Introduction
This article highlights key insights from decades of work on integrating Latvia’s indigenous Livonian language into the digital space. Livonian represents the future of many indigenous and endangered languages. It is a small community of approximately 1,000–2,000 people, with fewer than 20 fluent speakers remaining. The community is extraterritorial, scattered, and has largely lost its language over time. Moreover, Livonian is relatively low in resources.
The digital world may offer a solution, serving as a form of “prosthetics” for what has been lost—shared spaces, language proficiency, and functional domains, as well as access to language sources. All of these areas are particularly crucial for language acquisition, use, and sustainability. The Livonian experience offers valuable lessons on effectively bringing indigenous languages into the digital world and step by step getting closer to achieving digital equality.
Building Digital Foundations
Digital inclusion for indigenous languages begins with small but essential steps. Success depends not on technology itself—since it constantly evolves—but on the ability to produce usable data. Data production is the foundation of all forms of language documentation and digital activity. Basic tools like keyboard drivers, accessible symbols, and standardized orthographies are vital. Inclusiveness of standardization is especially important to preserve linguistic variety and ensure broad community involvement.

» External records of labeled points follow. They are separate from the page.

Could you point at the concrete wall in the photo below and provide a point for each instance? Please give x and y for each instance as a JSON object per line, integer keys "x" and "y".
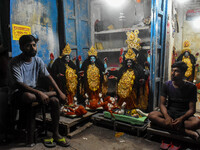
{"x": 134, "y": 13}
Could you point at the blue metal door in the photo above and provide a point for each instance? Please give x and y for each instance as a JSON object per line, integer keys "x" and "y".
{"x": 41, "y": 17}
{"x": 158, "y": 36}
{"x": 76, "y": 22}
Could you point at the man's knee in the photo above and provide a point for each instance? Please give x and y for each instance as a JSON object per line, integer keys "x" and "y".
{"x": 28, "y": 97}
{"x": 54, "y": 101}
{"x": 152, "y": 115}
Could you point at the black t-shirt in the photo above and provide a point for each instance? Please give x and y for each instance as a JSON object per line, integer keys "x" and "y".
{"x": 179, "y": 98}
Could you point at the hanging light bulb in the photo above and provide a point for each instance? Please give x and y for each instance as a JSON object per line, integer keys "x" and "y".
{"x": 115, "y": 3}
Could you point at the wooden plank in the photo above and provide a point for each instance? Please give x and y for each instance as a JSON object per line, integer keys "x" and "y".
{"x": 87, "y": 125}
{"x": 99, "y": 119}
{"x": 152, "y": 131}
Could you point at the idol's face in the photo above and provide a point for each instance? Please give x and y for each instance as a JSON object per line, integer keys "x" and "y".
{"x": 92, "y": 59}
{"x": 129, "y": 63}
{"x": 67, "y": 58}
{"x": 176, "y": 74}
{"x": 30, "y": 49}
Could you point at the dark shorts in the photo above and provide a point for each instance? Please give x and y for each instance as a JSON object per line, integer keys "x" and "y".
{"x": 16, "y": 97}
{"x": 175, "y": 114}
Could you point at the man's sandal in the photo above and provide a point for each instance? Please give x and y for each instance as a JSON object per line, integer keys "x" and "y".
{"x": 164, "y": 145}
{"x": 62, "y": 142}
{"x": 173, "y": 147}
{"x": 49, "y": 143}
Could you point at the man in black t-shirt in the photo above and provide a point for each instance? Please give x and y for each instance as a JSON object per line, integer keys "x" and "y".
{"x": 182, "y": 97}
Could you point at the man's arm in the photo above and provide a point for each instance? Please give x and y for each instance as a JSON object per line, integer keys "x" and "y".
{"x": 163, "y": 108}
{"x": 178, "y": 123}
{"x": 190, "y": 112}
{"x": 60, "y": 93}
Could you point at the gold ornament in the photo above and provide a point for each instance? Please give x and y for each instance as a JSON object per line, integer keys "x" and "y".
{"x": 126, "y": 83}
{"x": 130, "y": 54}
{"x": 92, "y": 52}
{"x": 66, "y": 51}
{"x": 93, "y": 77}
{"x": 187, "y": 60}
{"x": 132, "y": 40}
{"x": 186, "y": 47}
{"x": 71, "y": 78}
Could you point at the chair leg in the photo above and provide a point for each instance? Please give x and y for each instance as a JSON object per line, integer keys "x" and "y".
{"x": 44, "y": 119}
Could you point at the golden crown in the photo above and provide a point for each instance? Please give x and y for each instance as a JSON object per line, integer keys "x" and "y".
{"x": 130, "y": 54}
{"x": 66, "y": 51}
{"x": 186, "y": 46}
{"x": 92, "y": 52}
{"x": 132, "y": 40}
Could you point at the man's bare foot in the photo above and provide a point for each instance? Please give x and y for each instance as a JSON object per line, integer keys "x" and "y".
{"x": 51, "y": 93}
{"x": 192, "y": 134}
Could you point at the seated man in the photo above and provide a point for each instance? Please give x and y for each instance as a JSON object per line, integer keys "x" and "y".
{"x": 25, "y": 69}
{"x": 182, "y": 97}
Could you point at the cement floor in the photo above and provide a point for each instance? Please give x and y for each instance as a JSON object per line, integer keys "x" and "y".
{"x": 96, "y": 138}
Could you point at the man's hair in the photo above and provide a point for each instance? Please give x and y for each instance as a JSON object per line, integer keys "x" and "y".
{"x": 181, "y": 65}
{"x": 25, "y": 39}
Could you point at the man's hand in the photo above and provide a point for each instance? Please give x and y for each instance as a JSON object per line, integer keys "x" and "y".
{"x": 177, "y": 123}
{"x": 168, "y": 122}
{"x": 63, "y": 97}
{"x": 43, "y": 97}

The involvement of the community cannot be overstated. Community members are not only sources for documentation but are also essential contributors to building digital resources. At the UL Livonian Institute, we actively involve speakers in our work, such as transcribing texts, annotating corpora, providing voice samples for dictionaries and teaching the language to others. This dual approach benefits both research and the speakers, allowing them to immerse themselves in a Livonian environment, thereby keeping their language proficiency active.
Choosing the Right Technology
Selecting appropriate technologies is another aspect crucial for low-resource languages with extremely limited number of speakers. Some technologies are resource-intensive and may not yield significant benefits for language sustainability. For example, while Optical Character Recognition (OCR) is an exciting tool, it is impractical for Livonian due to the poor quality, handwritten nature and extensive variation in dialects and ortographies of much of its documentation. In such cases, manual transcription appears to be faster and even more efficient.
Machine translation is another area of experimentation for Livonian. Although we attempted to develop Livonian machine translation, a lack of data meant that producing accurate Livonian texts was infeasible. More importantly, the community has a greater need for tools that provide access to Livonian content for non-proficient speakers. Machine translation from Livonian to languages like Latvian would be and is becoming far more beneficial, allowing the community to access Livonian texts and engage with the language, culture and heritage, especially when community members are not anymore proficient enough in language.
Responsibility in Technology Development
Both academia and technology developers share a responsibility to ensure that their work benefits the communities they serve. Research and technological innovation must always address the question: how will this be accessible and useful to the community? Unfortunately, this consideration is often overlooked. For instance, Google recently published a Livonian keyboard driver for Android phones without consulting the community. As a result, the keyboard does not fully meet the principles of Livonian orthography and community’s needs, rendering it usable with limitations.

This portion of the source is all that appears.